Have you ever started a conversation with “So I just completed the Insanity workout program”? I did that last week with a dude. His response? “Well, you don’t need to work out for the rest of your life then.” This has been the kind of attention the Insanity program has gotten: that it’s incredibly difficult, almost impossible, and requires a lot of effort and dedication. Well, all these things are true. I mean, what did you expect? It is called ‘Insanity’ so you’d have to be insane to do it.
The Insanity program was created by fitness instructor Shaun T. and the Beach Body crew. If you have every tried any other exercise videos by Beach Body, you’d know that they push the limit with their workouts.
The slogan for the workout program is “Dig Deeper”. The premise is that you can push yourself farther and farther doing interval and plyometric training to achieve the best shape of your life in 60 days. To do this, you would have to garner up strength and endurance you never knew you had every single day.
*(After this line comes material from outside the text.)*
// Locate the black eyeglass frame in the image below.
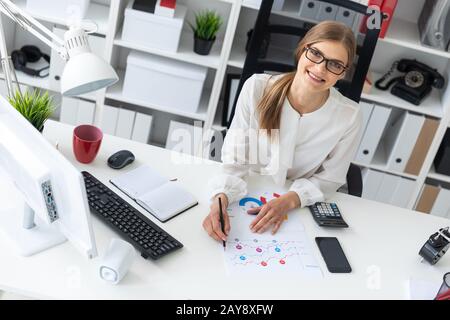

The program comes with a nutrition guide, a calendar, and support from the Beach Body team on their website. It is a 60 day program, with 6 days a week of intense work and 1 day a week of rest. Before you start the program, you are required to take a “Fit Test”, which you take about every 2 weeks on the program to gauge your fitness level. The Fit Test consists of doing as many repetitions as possible of particular exercises within a span of time. As you get fitter, obviously, the more you should be able to do.
There are 14 videos in the series, and a calendar is provided to tell you what video to do on what day. The first month is made up of total body cardio conditioning workouts that go from 30 to 40 minutes each. And then you get a rest week where you focus on balance and your core before you get back into the 2nd month. Month 2 is intense. You get high intensity workouts. The workouts get longer consisting of about 45 to 60 minutes each. So there is a bit of shock going from month 1 to month 2, especially with that rest week in between.
Let me add a disclaimer here to state that I couldn’t actually take the week off between month 1 and 2 as I was training for a few races and so still had to run consistently, and I also did not consider the Insanity workout as my full workout program for those 60 days. I did all the videos every day, but I also supplemented with other workouts as well. Yea, I know, I’m crazy.
If you start the program and have a hard time even though you thought you were pretty fit, that is absolutely normal. The intensity of just the warm-ups can be a bit challenging until you get used to it. It usually starts with 3 rounds of a warm-up circuit, consisting of sprints, jumping jacks, butt kicks, high knee runs, and a bunch of other exercises involving jumping, power, and fast movements. Then you stretch for about 4 minutes before you really get into the workout. Each workout consists of circuits with about a 30 second water break in between circuits. Some videos don’t have designated water breaks, but you are instructed to take breaks when you feel you need to. After it all, there is another few minutes of stretching, and then you’re done.
Pros of the Workout Program
Cons of the Workout Program
The Insanity workout is not for everyone, and so you should know your body and take the Fit Test to determine if it is for you. I know folks always seem to want results pronto, but my advice is that you should have already been doing some sort of exercise before you start this program. Don’t just jump into it without any prior experience because you could hurt yourself and you could lose focus.
But if you do have some exercise experience, you should definitely try it out and push your body. And let me know how you do! I finished it, but I still incorporate a video here and a video there into my daily workout routine.
Cheers Eights & Weights!
PS. My favorite person on the DVDs is Tanya. She is awesome! You know what I mean if you've done the program.